For it would not need guides;
for no one could ever stray from a single road.
But now it seems to have many forks and circuits;
I speak from the signs of the holy rites and customs here.
"Therefore the orderly and sensible soul follows
and does not ignore the present;
but the one having desires of the body,
as I said previously,
excited about that for a long time
and around the visible place,
after much resistance and much suffering,
departs led by force and with pain by the appointed angel.
"And arriving where the others are,
the impure and any having done such a thing
as taking part in unjust murders or other such actions,
which happen to be brother acts of these and of sister souls,
it is avoided and shunned by all
who also are not willing to become its companion nor guide,
but she wanders by herself in complete confusion,
until it should be a certain time,
when going out by necessity
she is carried into her proper home;
but those who passed through life purely and moderately,
and getting divine companions and guides,
each lives in her proper place.
And there are many marvelous regions of the earth,
and she is neither in size
nor in any way what she is imagined
by those who are used to talking about the earth,
as I am persuaded by someone."
58
And Simmias said, "What do you mean by that, Socrates?
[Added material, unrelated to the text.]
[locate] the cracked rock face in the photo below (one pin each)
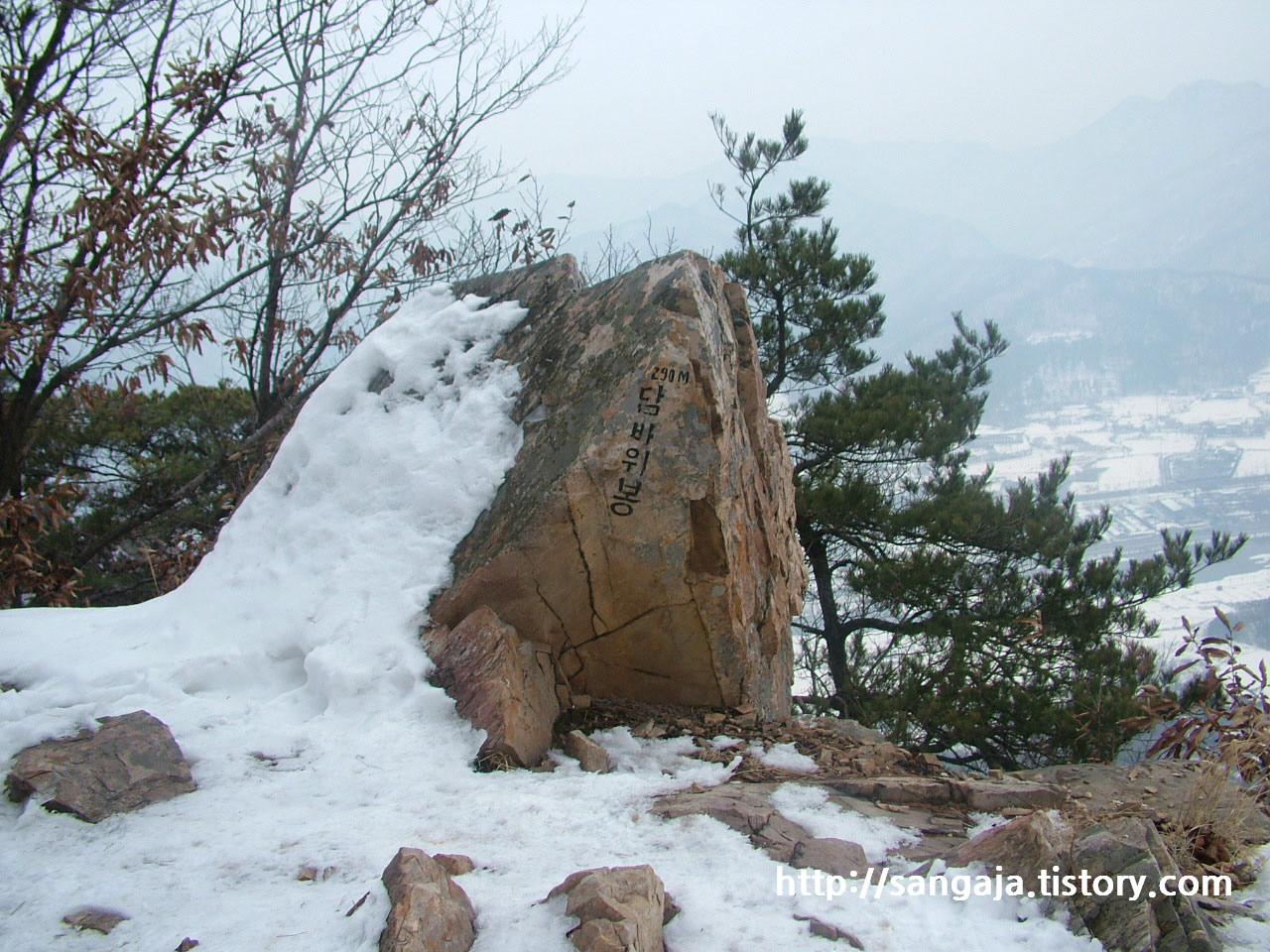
(647, 529)
(131, 762)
For I have heard much about the earth myself,
yet not the things you believe;
so gladly I would listen."
"Well then, Simmias, it does not seem to me
to be the art of Glaucus to narrate what she is;
yet as truth,
it appears to me to be harder than by the art of Glaucus,
and at the same time perhaps I would not be able to,
and besides, even if I knew how,
it seems to me my life, Simmias, would be over
before the argument is adequate.
Yet nothing prevents my telling what I believe to be
the form of the earth and her regions."
"But," said Simmias, "that will be adequate."
"I believe then," he said, "that first,
if she is in the middle of the heavens being carried round,
she needs neither air nor any other such necessity
for her not to fall,
but sufficient to maintain her
are the likeness of heaven to all of it
and the equal balance of the earth herself;
for something equally balanced
put in the middle of something similar
will not incline at all more nor less,
but similarly stays unswerving.
First," he said, "I believe this."
"And correctly," said Simmias.
"Next then," he said, "she is something very large,
and those of us living
between the pillars of Heracles and the Phasis river
live in a small portion around the sea,
like ants or frogs around a pond,
and many others elsewhere live in many such places.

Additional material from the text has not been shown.